American naval commander; born Apr. 24, 1848, in Saxony. He went to America while still a boy, and in 1864 entered the United States Naval Academy at Annapolis, Md., graduating in 1868. In 1869 he was promoted to the rank of ensign, and in the following year was assigned to special duty on the U. S. S. "Congress." He was promoted master in 1870, served on the "Canandaigua" with the North Atlantic squadron during 1871-72, was commissioned lieutenant in 1872, and served thereafter on various ships in the North Atlantic and Asiatic stations until 1879, when he was assigned to service in the Hydrographic Office.

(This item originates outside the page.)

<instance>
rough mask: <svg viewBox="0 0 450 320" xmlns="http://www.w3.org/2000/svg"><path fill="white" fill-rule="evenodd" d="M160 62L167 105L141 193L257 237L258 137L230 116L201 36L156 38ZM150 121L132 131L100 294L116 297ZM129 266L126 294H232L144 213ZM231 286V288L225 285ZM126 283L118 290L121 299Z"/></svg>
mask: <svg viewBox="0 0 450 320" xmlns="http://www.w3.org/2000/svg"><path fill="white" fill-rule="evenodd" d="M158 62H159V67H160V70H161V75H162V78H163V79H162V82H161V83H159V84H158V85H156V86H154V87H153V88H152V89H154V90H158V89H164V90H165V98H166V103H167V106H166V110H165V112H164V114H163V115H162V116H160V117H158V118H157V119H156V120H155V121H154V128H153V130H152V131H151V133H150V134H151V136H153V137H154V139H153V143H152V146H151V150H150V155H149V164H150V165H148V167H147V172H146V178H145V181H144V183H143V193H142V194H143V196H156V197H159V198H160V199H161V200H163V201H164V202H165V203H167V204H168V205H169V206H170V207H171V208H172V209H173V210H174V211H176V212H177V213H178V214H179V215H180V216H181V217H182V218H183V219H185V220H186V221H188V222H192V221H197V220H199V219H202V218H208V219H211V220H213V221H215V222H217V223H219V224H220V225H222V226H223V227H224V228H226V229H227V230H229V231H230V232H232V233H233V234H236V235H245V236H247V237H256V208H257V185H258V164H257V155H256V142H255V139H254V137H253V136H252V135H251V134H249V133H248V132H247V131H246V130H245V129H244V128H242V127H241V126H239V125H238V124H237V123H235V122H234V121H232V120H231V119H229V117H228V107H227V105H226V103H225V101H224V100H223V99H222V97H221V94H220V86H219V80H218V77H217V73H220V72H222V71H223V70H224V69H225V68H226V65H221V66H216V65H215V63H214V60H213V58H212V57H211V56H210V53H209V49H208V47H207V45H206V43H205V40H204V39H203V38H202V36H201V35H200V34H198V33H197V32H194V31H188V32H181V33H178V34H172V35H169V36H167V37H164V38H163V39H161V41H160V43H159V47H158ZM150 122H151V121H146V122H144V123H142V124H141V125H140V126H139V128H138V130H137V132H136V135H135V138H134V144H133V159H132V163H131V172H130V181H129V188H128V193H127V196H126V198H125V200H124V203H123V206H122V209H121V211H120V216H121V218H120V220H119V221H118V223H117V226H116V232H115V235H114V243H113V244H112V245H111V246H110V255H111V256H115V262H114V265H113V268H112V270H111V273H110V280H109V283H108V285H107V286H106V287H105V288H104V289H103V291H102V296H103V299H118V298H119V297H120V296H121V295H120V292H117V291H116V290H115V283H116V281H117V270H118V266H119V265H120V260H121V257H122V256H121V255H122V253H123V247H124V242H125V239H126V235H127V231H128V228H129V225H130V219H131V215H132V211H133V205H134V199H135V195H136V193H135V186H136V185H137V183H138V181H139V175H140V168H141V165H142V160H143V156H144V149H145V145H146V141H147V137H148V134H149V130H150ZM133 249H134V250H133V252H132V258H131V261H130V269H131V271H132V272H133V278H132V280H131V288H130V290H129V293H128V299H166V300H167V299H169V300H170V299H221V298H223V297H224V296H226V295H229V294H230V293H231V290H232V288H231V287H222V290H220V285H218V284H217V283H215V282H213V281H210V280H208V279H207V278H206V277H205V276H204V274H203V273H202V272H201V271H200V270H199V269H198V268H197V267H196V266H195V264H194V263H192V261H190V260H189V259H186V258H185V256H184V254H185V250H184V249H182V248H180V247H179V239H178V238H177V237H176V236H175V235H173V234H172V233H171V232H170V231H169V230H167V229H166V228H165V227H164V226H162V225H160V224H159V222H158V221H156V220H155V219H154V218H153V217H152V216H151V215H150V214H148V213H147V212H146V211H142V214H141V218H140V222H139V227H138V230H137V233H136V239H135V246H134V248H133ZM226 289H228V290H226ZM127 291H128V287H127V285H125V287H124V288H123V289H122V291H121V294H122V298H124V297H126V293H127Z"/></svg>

In 1880 he was ordered to the training-ship "Minnesota," from which, in 1882, he was transferred to the battle-ship "Brooklyn," then with the South Atlantic squadron. From 1883 to 1886 he served again on the Asiatic station, after which he was assigned to special service in the judge-advocate-general's office. In connection with his duties in this department he was sent to Australia (1888), and on his return (1889) was ordered to the training-ship "Jamestown," from which he (1892) was transferred to the Hydrographic Office in New York. In 1893 he was promoted lieutenant-commander and assigned to the receiving-ship "Minnesota," until in 1895 he was transferred to the ill-fated battle-ship "Maine," on which he served until January, 1898, when he took command of the U. S. S. "Scorpion." He served as recorder of the Maine court of inquiry. In March, 1899, he was promoted to the rank of commander.
Commander Marix was by act of Congress advanced two numbers for "eminent and conspicuous conduct in battle in two engagements at Manzanillo July 1 and July 18, 1898," during the Spanish-American war.
- Hamersly, Records of Living Officers of the U. S. Navy, New York, 1898;
- List of Officers of the U. S. Navy and of the Marine Corps 1775-1900, pp. 351, 718.